My colleagues and I recently analyzed these systems in Denver and New Orleans, the first cities in the country to adopt common enrollment. Early evidence suggests it is a valuable tool to make school choice work for families, resulting in more fair play, transparency and consistency in enrollment.

Clearly, this is one small piece of a much larger vision needed for Detroit. Common enrollment won't cure all that ails the city's schools (starting with a vacuum of clear leadership and accountability). It won't transform bad schools into good schools. But it will help Detroit families make sense of a highly fragmented school landscape. Detroit's roughly 90,000 students attend schools overseen by a dozen different entities (including charter school authorizers and school districts) and some families use a state provision that allows them to send their children to nearby suburban schools.

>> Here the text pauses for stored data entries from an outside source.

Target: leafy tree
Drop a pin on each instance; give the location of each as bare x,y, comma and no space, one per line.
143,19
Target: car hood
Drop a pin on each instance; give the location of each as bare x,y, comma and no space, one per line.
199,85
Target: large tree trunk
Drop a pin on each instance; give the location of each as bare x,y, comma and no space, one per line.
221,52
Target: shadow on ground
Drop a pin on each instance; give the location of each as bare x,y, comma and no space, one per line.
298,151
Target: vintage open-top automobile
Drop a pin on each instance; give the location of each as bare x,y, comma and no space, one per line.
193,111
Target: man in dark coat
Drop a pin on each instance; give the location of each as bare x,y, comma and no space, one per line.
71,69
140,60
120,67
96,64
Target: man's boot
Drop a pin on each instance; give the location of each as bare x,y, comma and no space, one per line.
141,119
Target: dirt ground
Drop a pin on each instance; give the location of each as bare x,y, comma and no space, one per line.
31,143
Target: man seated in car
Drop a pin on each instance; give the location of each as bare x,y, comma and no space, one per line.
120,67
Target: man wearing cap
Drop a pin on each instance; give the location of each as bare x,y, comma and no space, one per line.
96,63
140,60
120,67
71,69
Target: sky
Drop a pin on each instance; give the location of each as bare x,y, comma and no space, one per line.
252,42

In our 2014 study on how parents experience choosing schools, 35 percent of Detroit parents reported difficulty understanding which schools their child was eligible to attend, while 25 percent said they couldn't get the information needed to make an informed choice. Detroit schools lack a uniform way to communicate school-by-school information on student performance, suspensions and expulsions, and programs or interventions (from early childhood to special education or bilingual education.) With Detroit schools battling for a declining number of students, families are flooded with glossy marketing materials that often leave them no better informed on what really matters to them for their child's education.

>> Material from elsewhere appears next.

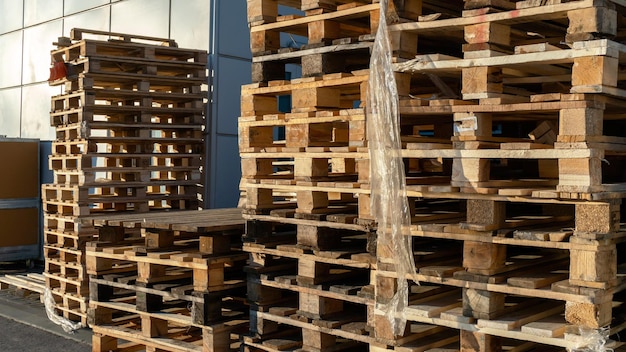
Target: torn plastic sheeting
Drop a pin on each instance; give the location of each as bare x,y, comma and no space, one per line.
67,325
388,184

It doesn't have to be this way. To complement their common enrollment systems, Denver and New Orleans created new parent information policies, including parent guides with common metrics to assess performance school by school. The guides spell out school demographics, details on schedules and class sizes. Parents in both cities reported using these guides in their school-selection process. Thanks to common enrollment, leaders in both cities have data on parent preferences and student enrollment in a consolidated information system. They're using this data to identify high-demand, high-quality schools for possible expansion. And they're using the information as a launching point to better engage families who traditionally have been underserved in the school-choice process. Denver, for example, formed a team of parent choice liaisons in the 2014-15 school year to engage and counsel parents through the choice process in the city's Southwest region after noting that these families were least likely to participate. This year, Southwest Denver parents participated in choice at rates comparable to the rest of the city.

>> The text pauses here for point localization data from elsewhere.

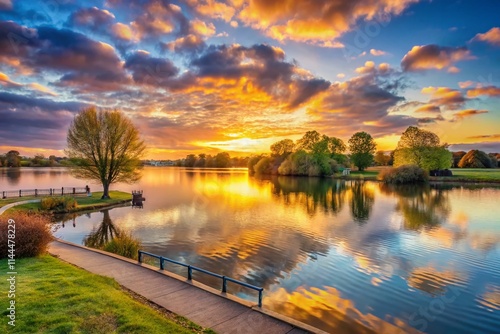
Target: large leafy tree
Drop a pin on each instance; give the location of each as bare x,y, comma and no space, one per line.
12,159
362,147
421,148
476,159
105,146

We're not suggesting all is rosy in Denver and New Orleans. City leaders acknowledge they need to do more to help parents navigate choices.

Simply adopting common enrollment in Detroit is not enough. But it can be an important part of bringing rationality and accountability to a wildly complicated school landscape. Common enrollment leaves city leaders nowhere to hide, laying bare the distribution of high- and low-performing schools. Critically, Detroit's leaders must address the lack of high-quality, effective public schools. Otherwise, they're leaving Detroit families to choose among equally poor options. And that's not much of a choice at all.

Betheny Gross is research director at the Center on Reinventing Public Education (CRPE) at the University of Washington Bothell, where she has been leading studies on common enrollment systems and parents' experiences choosing schools.